Challenges and future trends
India’s telecom security challenge is not only about putting the right controls in place, but also making them effective at the national scale. One pressure point is network scale and operational complexity. As the coverage expands and new access models are added, the number of assets that must be inventoried, monitored, patched and secured keeps rising, which makes consistency hard to sustain day after day. A second pressure point is telecom-enabled fraud and identity misuse. Telecom identifiers are embedded across digital services, so weaknesses in validation, onboarding or misuse detection quickly spill over into financial fraud and broader cybercrime. A third pressure point is the supply chain and configuration risk. As networks become more software-defined and interface-heavy, insecure defaults, weak change controls and compromised components can have a wider impact, faster. Tackling these challenges before moving on to newer technologies is a must.

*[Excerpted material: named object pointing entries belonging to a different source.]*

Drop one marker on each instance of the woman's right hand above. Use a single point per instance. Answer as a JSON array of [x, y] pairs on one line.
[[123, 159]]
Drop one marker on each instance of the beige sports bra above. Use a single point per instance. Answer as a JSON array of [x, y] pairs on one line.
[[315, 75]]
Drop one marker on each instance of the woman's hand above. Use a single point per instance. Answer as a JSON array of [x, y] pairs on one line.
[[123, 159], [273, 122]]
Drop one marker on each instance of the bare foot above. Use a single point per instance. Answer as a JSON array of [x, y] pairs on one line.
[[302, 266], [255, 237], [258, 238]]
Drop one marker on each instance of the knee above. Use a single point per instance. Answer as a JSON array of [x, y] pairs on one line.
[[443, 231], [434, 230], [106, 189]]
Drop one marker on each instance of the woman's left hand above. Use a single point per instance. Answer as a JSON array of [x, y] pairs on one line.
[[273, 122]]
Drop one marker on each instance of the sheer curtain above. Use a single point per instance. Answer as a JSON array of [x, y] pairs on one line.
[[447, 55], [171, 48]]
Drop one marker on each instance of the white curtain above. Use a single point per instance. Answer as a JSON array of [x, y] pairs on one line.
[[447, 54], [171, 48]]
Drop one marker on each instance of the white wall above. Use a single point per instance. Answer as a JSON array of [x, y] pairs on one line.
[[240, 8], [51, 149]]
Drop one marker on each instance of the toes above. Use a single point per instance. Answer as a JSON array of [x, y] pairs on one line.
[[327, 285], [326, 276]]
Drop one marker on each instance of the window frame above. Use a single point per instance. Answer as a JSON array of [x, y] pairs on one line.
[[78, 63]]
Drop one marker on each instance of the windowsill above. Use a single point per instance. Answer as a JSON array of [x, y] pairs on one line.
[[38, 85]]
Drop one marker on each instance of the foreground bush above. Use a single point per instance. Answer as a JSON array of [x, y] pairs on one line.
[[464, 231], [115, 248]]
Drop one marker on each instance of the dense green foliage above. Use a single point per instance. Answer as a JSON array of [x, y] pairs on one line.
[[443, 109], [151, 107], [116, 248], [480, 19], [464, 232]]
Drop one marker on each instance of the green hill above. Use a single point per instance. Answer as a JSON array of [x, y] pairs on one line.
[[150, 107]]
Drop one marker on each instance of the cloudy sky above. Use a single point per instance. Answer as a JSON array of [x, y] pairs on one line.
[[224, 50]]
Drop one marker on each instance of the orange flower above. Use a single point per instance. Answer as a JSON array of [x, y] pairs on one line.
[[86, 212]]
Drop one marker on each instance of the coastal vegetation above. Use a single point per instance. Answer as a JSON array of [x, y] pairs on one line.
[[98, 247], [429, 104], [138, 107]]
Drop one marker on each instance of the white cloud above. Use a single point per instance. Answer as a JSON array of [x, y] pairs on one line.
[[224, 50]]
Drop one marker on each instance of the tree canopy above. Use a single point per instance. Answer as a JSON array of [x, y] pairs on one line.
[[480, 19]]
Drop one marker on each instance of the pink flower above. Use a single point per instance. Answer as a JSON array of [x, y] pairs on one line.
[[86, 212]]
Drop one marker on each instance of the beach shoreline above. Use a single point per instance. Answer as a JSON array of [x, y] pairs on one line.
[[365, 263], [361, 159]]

Looking ahead, two trends are likely to strongly shape the security conversation. First, AI will act both as a threat amplifier and as a defence accelerator. AI-driven threats can raise the volume and sophistication of attacks, but AI-led detection and automation can also improve the speed of response if governance and data quality are strong. Second, quantum-era preparation is beginning to enter telecom security planning. Work on identifying quantum-vulnerable cryptographic algorithms in devices and networks is a signal that migration planning towards quantum-safe security is becoming a real consideration, even if it unfolds over time. Overall, the direction of travel is towards continuous assurance. It includes stronger certification and cryptographic baselines for cloudified network functions, converged access security patterns for distributed operations, and more formalised sector-level monitoring and incident response structures. For India’s telecom networks, the goal is not only to stay compliant, but to remain resilient as the digital perimeter keeps expanding.